With that said, let’s try it out!

Follow the SQL ingestion tutorial until step 5 where you have a query window with an ingestion query. In order to make this a minimal example, remove from the query all columns but __time, channel, and page. Your query should look like this:

REPLACE INTO "wikipedia-time" OVERWRITE ALL
WITH "ext" AS (
  SELECT *
  FROM TABLE(
    EXTERN(
      '{"type":"http","uris":["https://druid.apache.org/data/wikipedia.json.gz"]}',
      '{"type":"json"}'
    )
  ) EXTEND ("isRobot" VARCHAR, "channel" VARCHAR, "timestamp" VARCHAR, "flags" VARCHAR, "isUnpatrolled" VARCHAR, "page" VARCHAR, "diffUrl" VARCHAR, "added" BIGINT, "comment" VARCHAR, "commentLength" BIGINT, "isNew" VARCHAR, "isMinor" VARCHAR, "delta" BIGINT, "isAnonymous" VARCHAR, "user" VARCHAR, "deltaBucket" BIGINT, "deleted" BIGINT, "namespace" VARCHAR, "cityName" VARCHAR, "countryName" VARCHAR, "regionIsoCode" VARCHAR, "metroCode" BIGINT, "countryIsoCode" VARCHAR, "regionName" VARCHAR)
)
SELECT
  TIME_PARSE("timestamp") AS "__time",
  "channel",
  "page"
FROM "ext"
PARTITIONED BY DAY

base query

Run this query to get the reference table.

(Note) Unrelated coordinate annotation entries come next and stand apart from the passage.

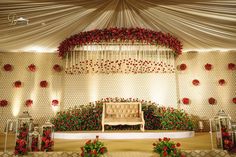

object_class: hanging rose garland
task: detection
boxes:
[179,64,187,71]
[205,63,212,71]
[25,99,33,107]
[182,98,190,105]
[28,64,36,72]
[58,28,182,57]
[208,97,216,105]
[3,64,13,71]
[14,81,22,88]
[0,100,8,107]
[40,80,48,88]
[228,63,236,70]
[192,79,200,86]
[52,99,59,106]
[218,79,225,86]
[232,97,236,104]
[53,64,62,72]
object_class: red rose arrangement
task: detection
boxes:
[40,80,48,88]
[81,136,108,157]
[0,100,8,107]
[28,64,36,72]
[232,97,236,104]
[25,99,33,107]
[3,64,13,71]
[14,81,22,88]
[53,64,62,72]
[14,123,29,155]
[152,137,185,157]
[31,136,39,152]
[218,79,225,86]
[41,127,54,152]
[205,63,212,70]
[58,28,182,57]
[208,97,216,105]
[179,64,187,71]
[192,79,200,86]
[228,63,236,70]
[182,98,190,105]
[221,127,233,151]
[52,99,59,106]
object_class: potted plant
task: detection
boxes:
[81,136,107,157]
[153,137,185,157]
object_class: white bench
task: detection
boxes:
[102,102,145,132]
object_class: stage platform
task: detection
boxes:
[54,130,195,140]
[0,150,233,157]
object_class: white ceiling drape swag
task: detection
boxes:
[0,0,236,52]
[65,43,175,74]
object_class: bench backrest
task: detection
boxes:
[103,102,142,118]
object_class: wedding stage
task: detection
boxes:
[0,131,235,157]
[54,130,195,140]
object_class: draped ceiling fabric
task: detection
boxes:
[0,0,236,52]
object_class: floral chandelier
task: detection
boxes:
[58,28,182,74]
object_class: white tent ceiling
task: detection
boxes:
[0,0,236,52]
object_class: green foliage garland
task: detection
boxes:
[51,98,194,131]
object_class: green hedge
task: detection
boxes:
[51,98,194,131]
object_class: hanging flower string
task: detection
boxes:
[14,123,29,155]
[232,97,236,104]
[0,100,8,107]
[53,64,62,72]
[65,58,175,74]
[228,63,236,70]
[58,28,182,57]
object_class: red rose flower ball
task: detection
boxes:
[25,99,33,107]
[232,97,236,104]
[53,64,62,72]
[28,64,36,72]
[0,100,8,107]
[182,98,190,105]
[205,63,212,70]
[3,64,13,71]
[52,99,59,106]
[179,64,187,71]
[40,80,48,88]
[192,79,200,86]
[218,79,225,86]
[14,81,22,88]
[228,63,236,70]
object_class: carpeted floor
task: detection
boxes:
[0,133,211,152]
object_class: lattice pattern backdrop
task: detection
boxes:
[0,52,236,131]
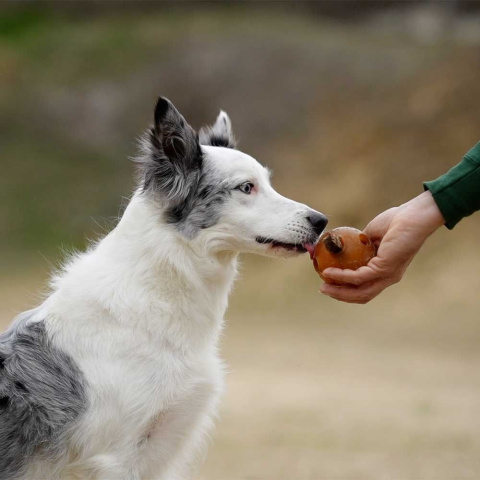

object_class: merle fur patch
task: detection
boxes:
[137,97,203,206]
[199,111,237,148]
[0,311,87,480]
[136,97,236,238]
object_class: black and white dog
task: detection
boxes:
[0,98,327,480]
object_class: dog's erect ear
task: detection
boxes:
[199,110,237,148]
[139,97,203,205]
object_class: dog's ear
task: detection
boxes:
[139,97,203,205]
[199,110,237,148]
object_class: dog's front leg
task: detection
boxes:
[142,382,220,480]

We are now going to sort by channel instead of time first. Because channel is relatively low cardinality, this should make the resulting table smaller.

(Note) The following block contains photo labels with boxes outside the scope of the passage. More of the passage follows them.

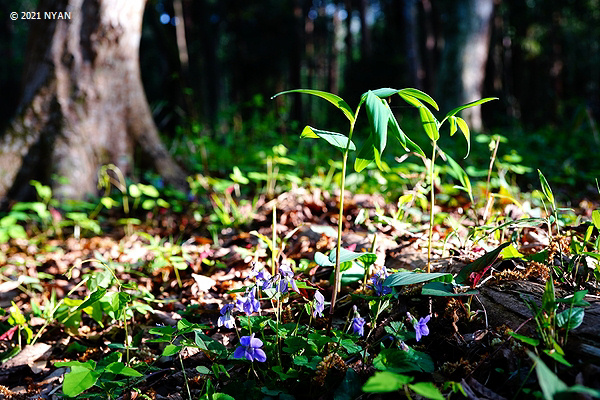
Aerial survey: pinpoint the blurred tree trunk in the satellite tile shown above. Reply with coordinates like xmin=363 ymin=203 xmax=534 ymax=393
xmin=402 ymin=0 xmax=425 ymax=89
xmin=0 ymin=0 xmax=185 ymax=202
xmin=437 ymin=0 xmax=494 ymax=130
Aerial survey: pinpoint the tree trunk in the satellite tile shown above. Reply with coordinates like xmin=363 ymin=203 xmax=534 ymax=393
xmin=0 ymin=0 xmax=185 ymax=199
xmin=438 ymin=0 xmax=494 ymax=131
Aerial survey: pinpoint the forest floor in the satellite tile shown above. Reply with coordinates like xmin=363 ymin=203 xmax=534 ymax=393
xmin=0 ymin=188 xmax=600 ymax=399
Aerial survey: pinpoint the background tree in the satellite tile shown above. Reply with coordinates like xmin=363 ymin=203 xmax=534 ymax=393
xmin=0 ymin=0 xmax=185 ymax=202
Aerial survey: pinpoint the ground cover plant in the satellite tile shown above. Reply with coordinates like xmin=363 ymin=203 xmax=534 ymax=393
xmin=0 ymin=89 xmax=600 ymax=399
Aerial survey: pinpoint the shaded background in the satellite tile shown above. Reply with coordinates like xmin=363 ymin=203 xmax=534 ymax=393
xmin=0 ymin=0 xmax=600 ymax=195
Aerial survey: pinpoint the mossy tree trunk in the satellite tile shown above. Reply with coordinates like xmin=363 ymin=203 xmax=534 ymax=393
xmin=436 ymin=0 xmax=494 ymax=131
xmin=0 ymin=0 xmax=185 ymax=199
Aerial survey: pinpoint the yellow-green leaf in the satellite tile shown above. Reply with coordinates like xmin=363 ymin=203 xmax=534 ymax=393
xmin=456 ymin=117 xmax=471 ymax=158
xmin=271 ymin=89 xmax=354 ymax=123
xmin=300 ymin=125 xmax=356 ymax=151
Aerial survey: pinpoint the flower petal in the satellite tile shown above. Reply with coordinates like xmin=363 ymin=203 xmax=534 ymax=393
xmin=254 ymin=349 xmax=267 ymax=362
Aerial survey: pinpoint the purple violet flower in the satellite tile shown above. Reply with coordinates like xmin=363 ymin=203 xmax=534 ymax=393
xmin=217 ymin=304 xmax=235 ymax=329
xmin=411 ymin=315 xmax=431 ymax=342
xmin=313 ymin=290 xmax=325 ymax=318
xmin=371 ymin=267 xmax=392 ymax=296
xmin=233 ymin=333 xmax=267 ymax=362
xmin=250 ymin=263 xmax=273 ymax=290
xmin=352 ymin=306 xmax=365 ymax=336
xmin=236 ymin=286 xmax=260 ymax=315
xmin=277 ymin=264 xmax=298 ymax=294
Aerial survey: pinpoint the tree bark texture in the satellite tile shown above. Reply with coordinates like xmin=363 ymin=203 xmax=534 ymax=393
xmin=437 ymin=0 xmax=494 ymax=131
xmin=0 ymin=0 xmax=185 ymax=199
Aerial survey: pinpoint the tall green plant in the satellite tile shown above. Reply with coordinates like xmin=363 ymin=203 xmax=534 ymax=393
xmin=354 ymin=88 xmax=497 ymax=273
xmin=273 ymin=89 xmax=437 ymax=314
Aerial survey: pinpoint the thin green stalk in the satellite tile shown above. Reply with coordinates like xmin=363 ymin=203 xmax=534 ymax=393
xmin=31 ymin=278 xmax=89 ymax=345
xmin=427 ymin=140 xmax=437 ymax=273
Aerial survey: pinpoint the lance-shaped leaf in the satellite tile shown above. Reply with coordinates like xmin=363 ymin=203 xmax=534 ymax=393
xmin=448 ymin=117 xmax=458 ymax=136
xmin=454 ymin=242 xmax=510 ymax=283
xmin=300 ymin=125 xmax=356 ymax=151
xmin=455 ymin=117 xmax=471 ymax=158
xmin=442 ymin=97 xmax=498 ymax=122
xmin=538 ymin=169 xmax=556 ymax=208
xmin=419 ymin=106 xmax=440 ymax=142
xmin=398 ymin=88 xmax=439 ymax=110
xmin=271 ymin=89 xmax=354 ymax=123
xmin=365 ymin=91 xmax=390 ymax=155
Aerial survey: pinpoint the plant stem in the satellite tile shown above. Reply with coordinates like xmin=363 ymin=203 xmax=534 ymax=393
xmin=328 ymin=121 xmax=358 ymax=318
xmin=427 ymin=140 xmax=437 ymax=273
xmin=271 ymin=200 xmax=277 ymax=276
xmin=179 ymin=352 xmax=192 ymax=400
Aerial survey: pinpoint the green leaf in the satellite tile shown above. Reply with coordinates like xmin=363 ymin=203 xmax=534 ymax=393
xmin=300 ymin=125 xmax=356 ymax=151
xmin=271 ymin=89 xmax=354 ymax=123
xmin=592 ymin=210 xmax=600 ymax=230
xmin=508 ymin=332 xmax=540 ymax=347
xmin=63 ymin=365 xmax=100 ymax=397
xmin=138 ymin=183 xmax=160 ymax=198
xmin=194 ymin=329 xmax=227 ymax=355
xmin=456 ymin=117 xmax=471 ymax=158
xmin=408 ymin=382 xmax=445 ymax=400
xmin=398 ymin=88 xmax=440 ymax=111
xmin=556 ymin=308 xmax=585 ymax=331
xmin=104 ymin=361 xmax=143 ymax=376
xmin=373 ymin=346 xmax=435 ymax=373
xmin=538 ymin=169 xmax=556 ymax=209
xmin=315 ymin=251 xmax=335 ymax=267
xmin=383 ymin=271 xmax=452 ymax=287
xmin=419 ymin=107 xmax=440 ymax=142
xmin=75 ymin=288 xmax=106 ymax=311
xmin=455 ymin=242 xmax=510 ymax=283
xmin=527 ymin=351 xmax=568 ymax=400
xmin=368 ymin=88 xmax=399 ymax=99
xmin=365 ymin=90 xmax=390 ymax=155
xmin=129 ymin=183 xmax=142 ymax=198
xmin=500 ymin=244 xmax=524 ymax=260
xmin=544 ymin=349 xmax=573 ymax=368
xmin=196 ymin=365 xmax=213 ymax=375
xmin=421 ymin=282 xmax=479 ymax=297
xmin=444 ymin=97 xmax=498 ymax=119
xmin=363 ymin=371 xmax=414 ymax=393
xmin=333 ymin=368 xmax=361 ymax=400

Sort order in SQL based ingestion is controlled by the CLUSTERED BY clause, which also (and primarily) is used for secondary partitioning. So the next step will be to add a clustering clause to the ingestion query.

Duplicate the query tab to create a copy of the query. In the copy, change the table name from wikipedia-time to wikipedia-channel and add a clustering clause CLUSTERED BY channel, page, __time:

query with clustering

The next thing we need is to enable alternative sort order in the query context. Open the query context from the Engine menu:

Open context

And in the editor window that opens, enter

{
  "forceSegmentSortByTime": false
}

and hit Save. Then run this ingestion query, too.

Let’s look at the result:

Size comparison

The table that got sorted by channel first is about 4 percent smaller!

In a real life scenario, you could expect even greater space savings.

Conclusion

  • Starting with Druid 31, you can sort segments by a column other than the primary timestamp.
  • This is still experimental and is enabled by a context flag.
  • With alternative segment sorting enabled, the sort order in SQL ingestion is governed by the CLUSTERED BY clause.